Sua madre era sempre
stata una vittima, lui stava cercando di smettere di esserlo. Ma ora lo era di
nuovo.
Vittima.
E la cosa to
terrorizzava.
Perché i recenti
accadimenti al castillo grande di Ischia avevano dello straordinario, dello
stregonesco anche, a le autorità volevano una spiegazione.
E più semplice
sarebbe stata la spiegazione, più sarebbero stati soddisfatti.
Lui era stato
abbastanza nell'esercito da capire qualcosa della loro burocrazia. Da quel
giorno ad Arles non aveva mai smesso di ammazzare per loro. Nella sua
ingenuità, al principio, aveva pensato che sarebbe bastato.
Uccidere.
Per farli contenti.
Ma ora sapeva come
stavano veramente le cose.
La sua vita non
valeva niente in quel momento.
Il problema era che
lui non poteva dare una spiegazione semplice, perché una spiegazione semplice
non c'era.
Non aveva
capito molto da quanto era giunto nei possedimenti degli Asburgo nell'Italia
meridionale, tutto cosi nuovo, cosi diverso.
A partire
dall'orrore.
II suo problema era
ancora più grave, perché nemmeno loro potevano fare un passo indietro. Allora,
decise, cercherò di inventarmi qualcosa che loro siano disposti a credere.
Era il prete il più
pericoloso? Certo era quello più silenzioso. E magro, come lo possono essere
solo le persone cattive. Quell'altro, invece, era un militare.
No, non un militare
di carriera, come lui, ma un militare di nascita. Doveva aver ereditato con la
nascita, oltre al grado militare, anche quello di giudice laico
dell'Inquisizione.
Una carica
che certo si portava con maggior leggerezza fuori dalle mura di quel Tribunale.
“Allora, mon
capitain, com’ça va? La sua relatione es muy interessant, tres interessant, n’est
pas? “
Così, mon capitain, vi era esta muchacha in su lo
castelto la noche che li pirates fuirono dall'Ischia, n’est pas?”
“Eccellenzia, yo non sabe. Estono
testimoniancie indirecte, de barbudos ca stanno de guarnigione.”
“Vedo, capitain.”
Scorrendo un elenco: “Tale Diego Estevan, di Maiorca y Antonio la
Miccola, italiano di Insula Procica.”
“Eccellenzia, soy iente priva de
honor, che vivon per sbevazzar. L'ho fatto mettere in mea relatione.”
“Veco, capitain, veco. Sape leyer y
scriber, mon capitan?”
“No, eccellenzia, lo siento.”
“Ah, seguro, amigo capitain. Fidel alla
Ispagna, nest pas?”
“Soy fiammingo y cattolico. Suddito
fedelissimo dello Sire cattolicissimo Alberto.”
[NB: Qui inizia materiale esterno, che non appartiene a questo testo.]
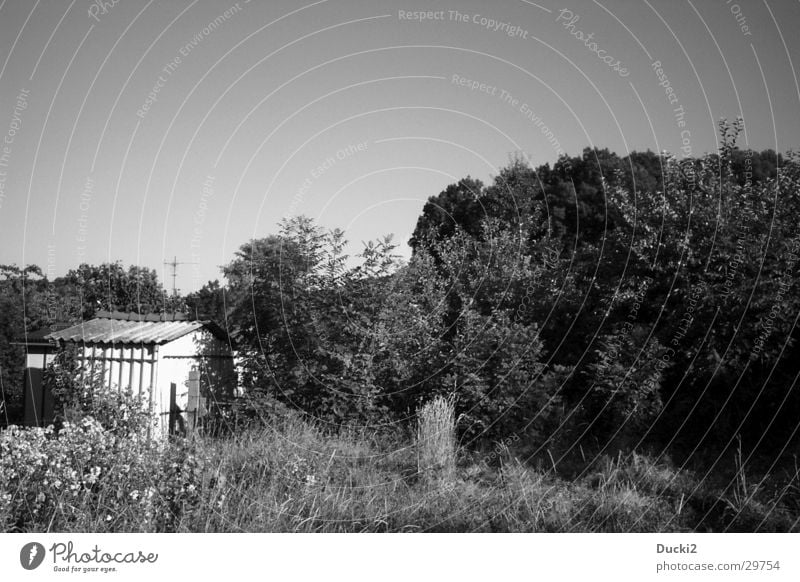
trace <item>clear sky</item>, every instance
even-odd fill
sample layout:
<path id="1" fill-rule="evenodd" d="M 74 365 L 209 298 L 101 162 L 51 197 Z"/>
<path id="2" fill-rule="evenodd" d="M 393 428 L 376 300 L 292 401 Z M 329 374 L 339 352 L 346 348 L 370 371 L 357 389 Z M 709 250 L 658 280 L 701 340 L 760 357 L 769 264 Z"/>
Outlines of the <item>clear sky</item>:
<path id="1" fill-rule="evenodd" d="M 696 155 L 738 115 L 797 148 L 799 25 L 794 0 L 0 0 L 0 263 L 169 284 L 177 256 L 188 292 L 293 214 L 405 246 L 515 152 Z"/>

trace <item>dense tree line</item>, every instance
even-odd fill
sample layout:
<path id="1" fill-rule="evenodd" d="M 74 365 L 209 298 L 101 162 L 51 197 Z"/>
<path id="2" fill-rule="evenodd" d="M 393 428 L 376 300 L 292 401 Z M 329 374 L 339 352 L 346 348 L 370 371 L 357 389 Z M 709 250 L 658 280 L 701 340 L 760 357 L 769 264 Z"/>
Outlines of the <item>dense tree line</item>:
<path id="1" fill-rule="evenodd" d="M 114 303 L 223 324 L 252 418 L 402 423 L 446 395 L 463 442 L 514 437 L 532 453 L 786 443 L 800 160 L 738 148 L 740 129 L 723 124 L 700 158 L 586 149 L 466 177 L 425 204 L 406 263 L 390 238 L 347 257 L 344 233 L 301 217 L 180 305 L 135 267 L 81 266 L 54 287 L 80 298 L 74 318 Z M 38 270 L 0 284 L 6 336 L 43 323 L 47 301 L 30 297 L 53 286 Z"/>

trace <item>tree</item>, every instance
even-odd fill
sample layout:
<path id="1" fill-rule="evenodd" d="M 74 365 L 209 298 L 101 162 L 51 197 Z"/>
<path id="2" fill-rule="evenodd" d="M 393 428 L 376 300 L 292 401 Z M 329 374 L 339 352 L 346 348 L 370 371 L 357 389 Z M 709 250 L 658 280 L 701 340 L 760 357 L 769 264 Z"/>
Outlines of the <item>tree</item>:
<path id="1" fill-rule="evenodd" d="M 183 311 L 183 301 L 169 296 L 154 269 L 122 263 L 81 264 L 54 281 L 63 296 L 77 299 L 83 319 L 97 311 L 165 313 Z"/>

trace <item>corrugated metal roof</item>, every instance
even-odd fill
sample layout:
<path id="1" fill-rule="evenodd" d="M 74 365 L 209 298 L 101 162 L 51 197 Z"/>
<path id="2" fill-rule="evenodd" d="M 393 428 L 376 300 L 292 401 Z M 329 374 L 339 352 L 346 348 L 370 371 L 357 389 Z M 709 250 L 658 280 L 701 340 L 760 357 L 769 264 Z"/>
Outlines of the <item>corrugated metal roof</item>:
<path id="1" fill-rule="evenodd" d="M 92 343 L 165 344 L 206 327 L 205 321 L 127 321 L 98 317 L 47 338 L 55 341 Z"/>

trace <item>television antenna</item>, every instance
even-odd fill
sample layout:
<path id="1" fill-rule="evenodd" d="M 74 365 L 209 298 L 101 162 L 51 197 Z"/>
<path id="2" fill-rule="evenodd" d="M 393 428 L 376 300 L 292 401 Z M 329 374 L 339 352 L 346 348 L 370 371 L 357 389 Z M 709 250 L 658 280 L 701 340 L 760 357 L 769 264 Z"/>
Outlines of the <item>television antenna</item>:
<path id="1" fill-rule="evenodd" d="M 172 261 L 164 261 L 165 266 L 172 267 L 172 273 L 170 277 L 172 277 L 172 296 L 176 297 L 178 295 L 178 289 L 175 287 L 176 280 L 178 278 L 178 265 L 198 265 L 199 263 L 187 262 L 187 261 L 178 261 L 178 257 L 172 257 Z"/>

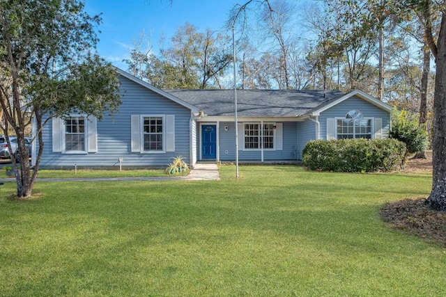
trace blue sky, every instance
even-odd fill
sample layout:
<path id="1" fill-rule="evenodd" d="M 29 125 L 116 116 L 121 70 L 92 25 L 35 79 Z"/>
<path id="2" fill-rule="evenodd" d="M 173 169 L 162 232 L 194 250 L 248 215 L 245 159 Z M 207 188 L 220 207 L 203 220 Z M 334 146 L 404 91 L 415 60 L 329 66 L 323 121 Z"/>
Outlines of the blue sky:
<path id="1" fill-rule="evenodd" d="M 102 13 L 99 26 L 99 54 L 123 70 L 122 62 L 128 57 L 132 39 L 144 30 L 151 34 L 156 50 L 162 33 L 167 38 L 174 35 L 178 26 L 187 22 L 198 27 L 219 30 L 228 18 L 229 10 L 245 0 L 86 0 L 86 10 L 90 15 Z"/>

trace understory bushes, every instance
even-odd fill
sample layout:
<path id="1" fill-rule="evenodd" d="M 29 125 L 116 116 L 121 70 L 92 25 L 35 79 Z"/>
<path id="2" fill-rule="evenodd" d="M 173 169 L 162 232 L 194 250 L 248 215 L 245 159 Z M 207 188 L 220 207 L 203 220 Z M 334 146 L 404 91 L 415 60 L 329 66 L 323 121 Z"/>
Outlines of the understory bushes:
<path id="1" fill-rule="evenodd" d="M 390 171 L 401 164 L 406 145 L 397 139 L 311 141 L 304 165 L 312 170 L 349 172 Z"/>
“Fiammingo, eh? Strana gente”.
Il prete si era fatto avanti, silenziosamente ed ora era proprio alle
spalle di Sandlaufer, seduto. Sandlaufer sudava, non lo aveva sentito
arrivargli alle spalle.
Istintivamente,
fece per alzarsi, ma il prete lo trattenne posandogli sulla spalla una mano
ancora più ossuta del resto del corpo.
Una mano
fragilissima, come di vetro.
Ma l'effetto fu peggio di ricevere una coltellata.
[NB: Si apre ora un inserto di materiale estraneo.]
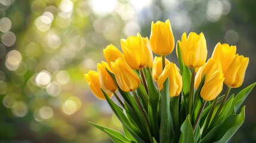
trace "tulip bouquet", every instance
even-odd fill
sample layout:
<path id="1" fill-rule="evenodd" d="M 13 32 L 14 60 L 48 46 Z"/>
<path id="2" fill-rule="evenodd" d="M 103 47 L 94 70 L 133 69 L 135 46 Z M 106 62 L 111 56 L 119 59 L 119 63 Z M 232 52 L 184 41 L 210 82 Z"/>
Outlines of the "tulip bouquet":
<path id="1" fill-rule="evenodd" d="M 175 45 L 168 20 L 152 22 L 150 39 L 138 33 L 121 45 L 122 53 L 107 46 L 106 62 L 85 74 L 92 93 L 123 125 L 121 133 L 90 122 L 113 142 L 227 142 L 243 124 L 240 107 L 256 83 L 230 94 L 241 86 L 249 63 L 235 46 L 217 43 L 206 61 L 203 34 L 184 33 L 176 44 L 178 68 L 165 58 Z M 152 51 L 159 55 L 153 60 Z"/>

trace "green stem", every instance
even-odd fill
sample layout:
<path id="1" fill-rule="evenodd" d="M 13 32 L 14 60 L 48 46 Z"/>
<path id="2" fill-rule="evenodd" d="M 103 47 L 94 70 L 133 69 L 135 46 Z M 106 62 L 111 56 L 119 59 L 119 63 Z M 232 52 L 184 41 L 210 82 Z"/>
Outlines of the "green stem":
<path id="1" fill-rule="evenodd" d="M 141 104 L 140 103 L 140 100 L 138 98 L 138 96 L 137 95 L 136 92 L 135 92 L 135 91 L 132 91 L 132 94 L 135 97 L 135 100 L 136 100 L 137 103 L 138 104 L 138 108 L 140 108 L 140 111 L 141 113 L 142 117 L 143 117 L 144 121 L 146 123 L 147 133 L 149 134 L 149 139 L 150 140 L 150 142 L 153 142 L 152 135 L 151 133 L 151 131 L 150 131 L 150 129 L 149 128 L 149 122 L 147 119 L 147 117 L 146 117 L 146 114 L 145 114 L 145 113 L 144 112 L 143 108 L 142 107 Z"/>
<path id="2" fill-rule="evenodd" d="M 140 70 L 140 75 L 141 76 L 142 82 L 143 83 L 144 87 L 145 88 L 146 92 L 147 92 L 147 94 L 149 95 L 149 91 L 147 89 L 147 83 L 146 82 L 145 76 L 144 74 L 144 72 L 143 72 L 143 69 Z"/>
<path id="3" fill-rule="evenodd" d="M 198 123 L 200 121 L 200 118 L 201 117 L 202 113 L 203 113 L 203 109 L 205 108 L 205 104 L 206 104 L 207 101 L 203 101 L 203 104 L 200 108 L 199 113 L 198 113 L 198 117 L 196 117 L 196 121 L 195 122 L 194 125 L 193 126 L 193 132 L 195 133 L 196 130 L 196 126 L 198 126 Z"/>
<path id="4" fill-rule="evenodd" d="M 121 100 L 119 98 L 119 97 L 118 97 L 118 95 L 116 94 L 116 92 L 115 92 L 114 93 L 114 95 L 116 97 L 116 100 L 118 100 L 118 102 L 119 102 L 120 105 L 122 105 L 122 107 L 123 107 L 123 108 L 125 108 L 125 105 L 124 104 L 124 103 L 122 102 Z"/>
<path id="5" fill-rule="evenodd" d="M 215 98 L 215 100 L 212 103 L 212 106 L 211 107 L 211 110 L 210 110 L 210 112 L 209 113 L 209 116 L 207 118 L 206 122 L 205 123 L 205 126 L 204 127 L 205 129 L 203 130 L 207 129 L 208 126 L 209 126 L 209 124 L 211 122 L 211 119 L 212 118 L 212 114 L 214 111 L 215 107 L 216 107 L 217 102 L 218 101 L 218 95 Z"/>
<path id="6" fill-rule="evenodd" d="M 162 55 L 162 68 L 164 69 L 165 67 L 165 55 Z"/>
<path id="7" fill-rule="evenodd" d="M 194 83 L 195 83 L 195 70 L 192 69 L 191 75 L 190 91 L 189 92 L 189 114 L 190 115 L 190 119 L 192 117 L 192 107 L 194 98 Z"/>
<path id="8" fill-rule="evenodd" d="M 223 100 L 222 100 L 221 102 L 220 103 L 220 107 L 218 108 L 218 110 L 216 112 L 216 114 L 214 116 L 214 119 L 217 118 L 218 117 L 218 114 L 220 114 L 220 111 L 221 111 L 222 107 L 223 107 L 224 104 L 226 102 L 226 101 L 227 99 L 227 97 L 229 97 L 229 92 L 230 92 L 231 87 L 227 87 L 227 90 L 226 91 L 225 96 L 224 97 Z"/>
“Cosa ha visto esattamente, capitano?”
Facendo perno sulla
mano che aveva lasciato sulla spalla, si ritrovarono a fissarsi a pochi
centimetri. Sandlaufer abbassò subito lo sguardo.
Sapeva che
all'Inquisizione insegnano a guardare dentro un uomo, e che possono prendere le
informazioni che cercano direttamente dagli occhi dell' interrogato.
La pratica di
gente magica e dei loro affari cambia questi preti, tirandoli per i lembi del
saio fin giù verso l'inferno. Per questo la loro fede deve essere più salda di
quella comune, una fede fanatica, perché ogni giorno giocano a dadi col demonio
a la posta è ben più della loro vita.
È l'eternità,
scottata da bruciantissime fiamme.
“Forse un...Fantasma, capitano?”
Questa volta
non potè non rialzare immediatamente to sguardo, rosso in volto.
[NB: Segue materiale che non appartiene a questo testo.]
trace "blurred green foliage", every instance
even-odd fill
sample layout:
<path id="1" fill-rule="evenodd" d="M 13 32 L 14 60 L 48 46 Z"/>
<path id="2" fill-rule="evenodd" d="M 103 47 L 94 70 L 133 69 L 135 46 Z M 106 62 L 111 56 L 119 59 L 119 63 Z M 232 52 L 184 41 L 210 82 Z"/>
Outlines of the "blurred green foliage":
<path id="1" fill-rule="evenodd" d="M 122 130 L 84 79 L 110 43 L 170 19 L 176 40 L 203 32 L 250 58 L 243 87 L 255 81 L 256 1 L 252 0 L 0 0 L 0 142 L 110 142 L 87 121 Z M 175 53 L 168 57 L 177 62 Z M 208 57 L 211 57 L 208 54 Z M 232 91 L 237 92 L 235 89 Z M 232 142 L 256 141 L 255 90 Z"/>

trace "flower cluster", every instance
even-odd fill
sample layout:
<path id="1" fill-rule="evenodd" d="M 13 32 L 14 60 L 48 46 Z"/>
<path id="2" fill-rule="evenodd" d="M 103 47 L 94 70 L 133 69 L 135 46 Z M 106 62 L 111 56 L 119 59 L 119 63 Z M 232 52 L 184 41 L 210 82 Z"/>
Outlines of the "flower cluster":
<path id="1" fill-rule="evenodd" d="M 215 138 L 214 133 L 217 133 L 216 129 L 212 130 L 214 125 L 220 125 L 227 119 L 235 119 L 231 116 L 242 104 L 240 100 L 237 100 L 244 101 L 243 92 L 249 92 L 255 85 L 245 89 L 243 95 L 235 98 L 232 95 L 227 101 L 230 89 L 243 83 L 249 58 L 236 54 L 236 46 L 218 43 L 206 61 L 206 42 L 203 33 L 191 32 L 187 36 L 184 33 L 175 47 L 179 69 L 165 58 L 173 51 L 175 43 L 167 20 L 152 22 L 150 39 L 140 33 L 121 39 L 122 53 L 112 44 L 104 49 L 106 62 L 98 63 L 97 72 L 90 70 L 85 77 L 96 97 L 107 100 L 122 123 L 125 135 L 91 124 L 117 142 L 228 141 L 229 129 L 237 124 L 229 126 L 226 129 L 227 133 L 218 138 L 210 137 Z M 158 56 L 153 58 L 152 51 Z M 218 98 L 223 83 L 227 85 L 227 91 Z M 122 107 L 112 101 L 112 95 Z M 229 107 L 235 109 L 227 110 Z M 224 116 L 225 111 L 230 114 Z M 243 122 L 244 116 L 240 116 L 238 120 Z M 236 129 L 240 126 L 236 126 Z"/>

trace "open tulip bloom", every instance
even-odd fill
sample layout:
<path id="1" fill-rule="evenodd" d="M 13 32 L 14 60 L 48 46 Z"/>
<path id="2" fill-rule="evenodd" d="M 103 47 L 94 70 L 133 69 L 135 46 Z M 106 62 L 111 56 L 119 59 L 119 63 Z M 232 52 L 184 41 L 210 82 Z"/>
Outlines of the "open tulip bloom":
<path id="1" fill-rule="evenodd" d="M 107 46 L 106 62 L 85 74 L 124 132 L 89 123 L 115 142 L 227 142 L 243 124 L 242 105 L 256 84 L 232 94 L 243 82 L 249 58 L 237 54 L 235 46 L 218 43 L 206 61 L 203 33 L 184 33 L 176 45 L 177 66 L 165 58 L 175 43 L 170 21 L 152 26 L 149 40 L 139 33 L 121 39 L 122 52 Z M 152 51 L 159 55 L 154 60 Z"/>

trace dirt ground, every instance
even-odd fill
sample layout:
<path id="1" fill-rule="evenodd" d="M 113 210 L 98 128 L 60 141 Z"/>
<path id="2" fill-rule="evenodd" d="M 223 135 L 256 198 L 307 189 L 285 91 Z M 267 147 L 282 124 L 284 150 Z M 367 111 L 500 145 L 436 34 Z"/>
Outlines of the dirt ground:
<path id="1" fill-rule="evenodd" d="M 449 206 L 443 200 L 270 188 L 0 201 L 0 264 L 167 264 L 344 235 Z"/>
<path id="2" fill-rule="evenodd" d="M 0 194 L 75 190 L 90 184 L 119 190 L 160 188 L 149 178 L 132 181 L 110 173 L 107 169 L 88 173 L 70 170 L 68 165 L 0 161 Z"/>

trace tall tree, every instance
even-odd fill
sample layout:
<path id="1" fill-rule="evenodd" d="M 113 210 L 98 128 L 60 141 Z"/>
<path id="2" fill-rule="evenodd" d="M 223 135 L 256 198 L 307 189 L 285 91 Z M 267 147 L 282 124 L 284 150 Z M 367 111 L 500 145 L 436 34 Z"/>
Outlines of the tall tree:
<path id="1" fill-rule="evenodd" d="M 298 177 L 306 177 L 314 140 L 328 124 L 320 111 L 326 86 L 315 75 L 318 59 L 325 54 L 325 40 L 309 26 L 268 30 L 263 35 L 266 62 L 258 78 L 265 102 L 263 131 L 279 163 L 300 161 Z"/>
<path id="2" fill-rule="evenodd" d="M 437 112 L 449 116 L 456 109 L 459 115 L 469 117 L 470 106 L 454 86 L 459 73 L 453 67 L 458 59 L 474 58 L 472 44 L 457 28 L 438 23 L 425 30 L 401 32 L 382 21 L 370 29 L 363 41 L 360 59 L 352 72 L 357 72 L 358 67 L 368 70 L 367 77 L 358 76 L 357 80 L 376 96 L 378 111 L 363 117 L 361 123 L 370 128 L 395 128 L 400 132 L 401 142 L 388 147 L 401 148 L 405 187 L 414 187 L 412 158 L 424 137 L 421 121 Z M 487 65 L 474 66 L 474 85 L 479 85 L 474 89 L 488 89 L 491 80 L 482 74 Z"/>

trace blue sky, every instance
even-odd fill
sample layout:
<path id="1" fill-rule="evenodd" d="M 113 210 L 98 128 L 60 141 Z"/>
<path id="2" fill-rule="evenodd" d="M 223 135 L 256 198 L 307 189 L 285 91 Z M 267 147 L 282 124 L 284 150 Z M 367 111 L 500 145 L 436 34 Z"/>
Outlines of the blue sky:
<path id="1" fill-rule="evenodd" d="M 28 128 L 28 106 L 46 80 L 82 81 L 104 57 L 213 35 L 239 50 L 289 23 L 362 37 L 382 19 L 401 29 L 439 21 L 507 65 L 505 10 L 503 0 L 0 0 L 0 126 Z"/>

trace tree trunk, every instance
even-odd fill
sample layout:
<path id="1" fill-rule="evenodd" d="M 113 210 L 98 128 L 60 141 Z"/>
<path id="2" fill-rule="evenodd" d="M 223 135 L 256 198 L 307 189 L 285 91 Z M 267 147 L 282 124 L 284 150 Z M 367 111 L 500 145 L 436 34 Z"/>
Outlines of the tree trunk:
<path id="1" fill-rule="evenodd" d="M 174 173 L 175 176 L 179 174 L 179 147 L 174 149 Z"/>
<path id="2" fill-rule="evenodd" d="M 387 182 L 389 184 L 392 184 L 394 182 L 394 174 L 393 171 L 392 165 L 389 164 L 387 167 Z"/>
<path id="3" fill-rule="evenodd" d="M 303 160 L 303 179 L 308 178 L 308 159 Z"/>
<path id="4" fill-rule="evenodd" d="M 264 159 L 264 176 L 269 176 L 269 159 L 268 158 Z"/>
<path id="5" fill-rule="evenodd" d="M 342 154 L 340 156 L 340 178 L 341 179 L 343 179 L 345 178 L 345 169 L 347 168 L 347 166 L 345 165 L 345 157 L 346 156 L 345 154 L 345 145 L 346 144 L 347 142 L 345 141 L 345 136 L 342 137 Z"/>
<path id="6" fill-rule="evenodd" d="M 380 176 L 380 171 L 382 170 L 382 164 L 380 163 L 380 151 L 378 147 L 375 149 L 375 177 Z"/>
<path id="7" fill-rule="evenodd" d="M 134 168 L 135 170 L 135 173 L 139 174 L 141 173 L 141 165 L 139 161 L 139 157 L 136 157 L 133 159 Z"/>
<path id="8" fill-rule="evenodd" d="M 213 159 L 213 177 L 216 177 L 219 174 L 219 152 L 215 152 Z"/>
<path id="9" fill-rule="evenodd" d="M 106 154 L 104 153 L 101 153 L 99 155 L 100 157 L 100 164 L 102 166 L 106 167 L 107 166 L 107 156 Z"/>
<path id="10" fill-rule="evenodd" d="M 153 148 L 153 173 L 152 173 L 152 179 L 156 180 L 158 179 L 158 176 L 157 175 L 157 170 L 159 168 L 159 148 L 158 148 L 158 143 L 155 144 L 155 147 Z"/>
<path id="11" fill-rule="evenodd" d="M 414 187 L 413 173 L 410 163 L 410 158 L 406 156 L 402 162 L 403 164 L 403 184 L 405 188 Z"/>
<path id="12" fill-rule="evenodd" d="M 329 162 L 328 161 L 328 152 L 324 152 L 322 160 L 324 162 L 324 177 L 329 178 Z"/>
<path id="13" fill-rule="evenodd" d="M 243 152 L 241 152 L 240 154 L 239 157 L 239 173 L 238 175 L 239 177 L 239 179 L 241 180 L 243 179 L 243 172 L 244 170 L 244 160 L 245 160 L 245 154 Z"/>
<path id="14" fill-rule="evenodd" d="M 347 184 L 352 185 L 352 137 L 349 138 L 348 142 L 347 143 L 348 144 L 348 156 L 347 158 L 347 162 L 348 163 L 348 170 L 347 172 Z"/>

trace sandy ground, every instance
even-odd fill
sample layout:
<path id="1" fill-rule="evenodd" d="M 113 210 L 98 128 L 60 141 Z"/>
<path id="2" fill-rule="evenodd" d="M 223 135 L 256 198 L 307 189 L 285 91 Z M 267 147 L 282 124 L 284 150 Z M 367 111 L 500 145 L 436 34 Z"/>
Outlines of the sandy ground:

“Ah, ah, capitano non deve avere paura.”
Ma non specificò di cosa non dovesse avere paura.
“Si legge nella relazione che i galloni
sono per i fatti d'armi di Verona.
Si legge, sempre nella relazione, che in una schermaglia,
capitano, voi avete ucciso in duello un capitano Parmense, certo Ennio Del
Verme.
Ma qui abbiamo un valoroso, signor conte.”
Il conte, chiamato in
causa, abbozzò un sorriso, ma si trattenne dall'intervenire.
Era tutta una
questione di gerarchie.
“Cosa poteva farvi tanta paura?
I saracini?
Ma quelli erano fuori del castello, voi
tutti eravate in salvo intra moenia.
No, forse i barbudos sono ubriachi e i
villici codardi.
Ma voi, capitano, torno a ripetere, cosa
poteva spaventarvi tanto da far scrivere al segretario del castello
che...Dunque...ah, ecco, è scritto qui: ...Dopo la seconda apparizione della
muchacha con la lampada, gli uomini non avevano animo di prestare la guardia su
chillo bastione. Interrogati, coloro ca dichiarano di aver visto la
muchacha...ha sembiante di muliera, ma non anco consistenzia.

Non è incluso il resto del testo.